For actual correctness verification in the strong sense, you'd need to start from a specification written in a formal language so that it's machine checkable, which if I had to guess not even win.rar GmbH has.

repelsteeltje•32m ago
I hope the developers of, say, the brakes in my car don't interpret 'software correctness' the way you do.

Added, later: hey you changed your comment, added a whole paragraph.

atiedebee•22m ago
I hope the brakes in my car don't need developers
pixl97•17m ago
I think you underestimate the complexity of modern braking systems.
throw1234567891•20m ago
They used to. Now they have systems, standards, and experience. There are only so many ways you can do brakes on the car.
perching_aix•19m ago
I added the second paragraph about formal verification at the same time you posted, in anticipation that you'd immediately dig your heels into it otherwise, despite me highlighting that the other methods are merely empirical.

I was immediately proven right once I pressed "update". That said, I have now deleted my snarky response that followed. Not in the game of capitalizing off of the human equivalent of a race condition.
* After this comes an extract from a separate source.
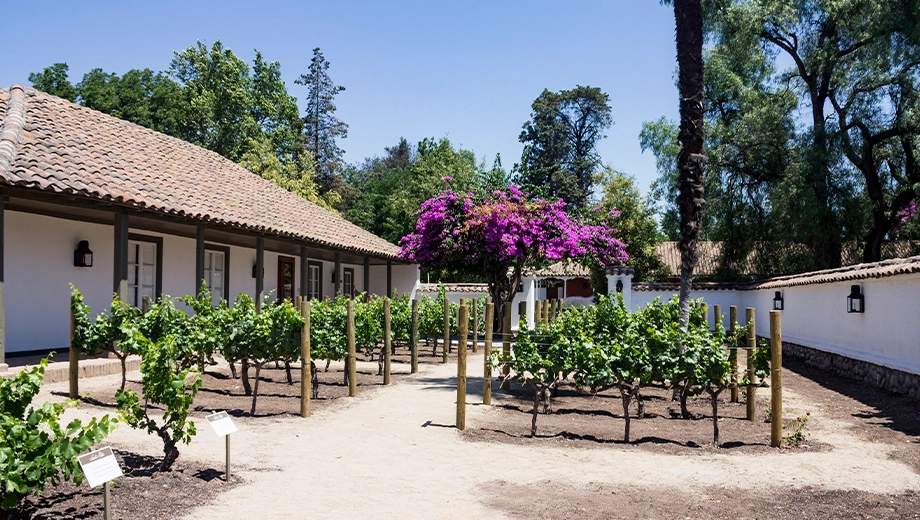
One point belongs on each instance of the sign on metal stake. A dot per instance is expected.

I should make a browser addon to delay posting, this is the 2nd time this happens in the past few days.

Edit:

Nevermind, it's already a feature built into the site. Turned it on. I wonder if it applies to edits also...

Nope, doesn't seem to. Oh well, should still help.

repelsteeltje•13m ago
Haha, off course! The three major sources of software failures: off by one errors and race conditions.
xphos•40m ago
Would it really take 5 years to develop rare compress and decompression that seems an extreme overestimate in time. I don't know of the compressor decompression but that seems really high
q3k•32m ago
Yeah, sounds closer to a 5 week thing, if you know what you're doing.
unixhero•21m ago
Rar means weird in Norwegian and adorable in Swedish. Just for an anecdote.
mhitza•15m ago
Rare, in Romanian.
vedaba•2m ago
Those almost sound like antonyms which is ironic given how closely related the two languages are
npn•16m ago
Rar is proprietary. Good luck.
rebolek•12m ago
> "For the last 15 months or so my hobby has been shouting at Claude"

How can you shout at Claude when it’s

1) foobaring, bamblabooing and fghrtawing all the time without telling you what’s going on

2) when it finally interacts, it’s asking for a permission you told it 30 seconds ago "yes and do not ever ask me again until heat death of the Universe"

3) and after all of that, it just spits out: "you’re out of tokens, give up your liver or wait until next Trump’s war"

periodjet•8m ago
Finally, a sane and enjoyable read about a coding project. Feel like it’s been months since we had one of these that wasn’t filled to the brim with bluesky/mastodon-flavored whining about AI.

Kudos to the author. A fun read, thank you for sharing.